Access to public documents in the Information Age dominated the conversation at a panel discussion on First Amendment and transparency issues held Monday (May 4) at Chico State’s Ayres Hall. The event was presented by nonprofit watchdog organization the First Amendment Coalition and the Chico Enterprise-Record and hosted by Chico State’s Department of Journalism & Public Relations. It featured a half-dozen professionals on the front-lines of free speech and access issues—four veteran journalists and two media-law experts.
With police oversight becoming a growing concern in recent years—and civil unrest in Baltimore following the killing of 25-year-old Freddie Gray at the hands of police making fresh headlines—access to law enforcement records served as a focal point for the first half of the nearly two-hour discussion.
“For journalists who work in California and for citizens that have a need for information from the police department, it is a constant frustration that it can be very, very hard to get access to most of the records that people might be interested in,” said Peter Scheer, executive director of the First Amendment Coalition and mediator of the evening’s conversation. “It’s much more so than in most other states, and much harder to get information [from local police] than the FBI.”
Panel member Jim Ewert, general counsel for the California Newspaper Publishers Association, explained that this is because California police departments can block access by claiming the release of information could harm an active investigation or endanger the parties involved. When the material is declared part of an “investigative file or investigative record,” it can remain confidential even years after a case is resolved.
Duffy Carolan, an attorney for more than 40 newspapers, explained the investigative record exemption is designed to be used by law enforcement, but that it has been increasingly utilized by other governmental bodies and officials to cover up wrongdoing.
“We’re seeing that, in the worst cases of abuse by public officials, they’re using it to withhold public records,” she said, adding that the best way for journalists to get information intentionally hidden this way is to cultivate good sources.
“I’m always amazed by how public officials, particularly in police departments, complain bitterly about reporters gaining access to confidential sources in order to write their stories,” Ewert added in agreement. “But of course they do when that’s the only way they can keep the public informed.”
Many public information proponents have advocated for police to be equipped with cameras, and Ewert explained that’s only half the battle, as departments still can declare footage is investigative record and shield it from public scrutiny.
“Patchwork policies are being created right now,” he said, “and law enforcement agencies all over the country are crafting their own regulations.”
Los Angeles police officials have declared all of their footage is investigative record, Ewert said, while the city of Rialto in San Bernardino County (“An area not traditionally known for its transparency,” he noted) supplies footage to the public without redaction, as long as it doesn’t endanger victims.
“There has to be sensitivity to privacy issues,” he said. “There has to be an effort to maintain the integrity of investigatory record, but it really comes down to the starting point … what is the purpose of having body cams in the first place?
“If it’s to provide more accountability and transparency, then the presumption has to be you get access to [the footage] for the public.
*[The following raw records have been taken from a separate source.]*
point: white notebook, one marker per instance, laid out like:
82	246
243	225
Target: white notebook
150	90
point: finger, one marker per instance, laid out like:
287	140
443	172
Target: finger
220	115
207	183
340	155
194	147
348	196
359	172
If it starts from the presumption of closure, it becomes a tool for law enforcement to get their stories straight and make themselves look good.”
Other topics of conversation included whether hate speech should be protected by the First Amendment (the consensus was all speech should be protected) and if emails from a politician’s private account should be public record.
Sacramento Valley Mirror Editor Tim Crews, an old-school muckraker and info-for-all advocate noticeably absent from the panel but in attendance, ended that discussion with an interjection from the audience.
“With due respect, Peter, in Glenn County, it’s all public record,” Crews said, inspiring laughter and applause from panel and audience members.
Chico Enterprise-Record Editor David Little, Ukiah Daily Journal Editor K.C. Meadows and Associated Press San Francisco Bureau Chief John Raess were also on the panel.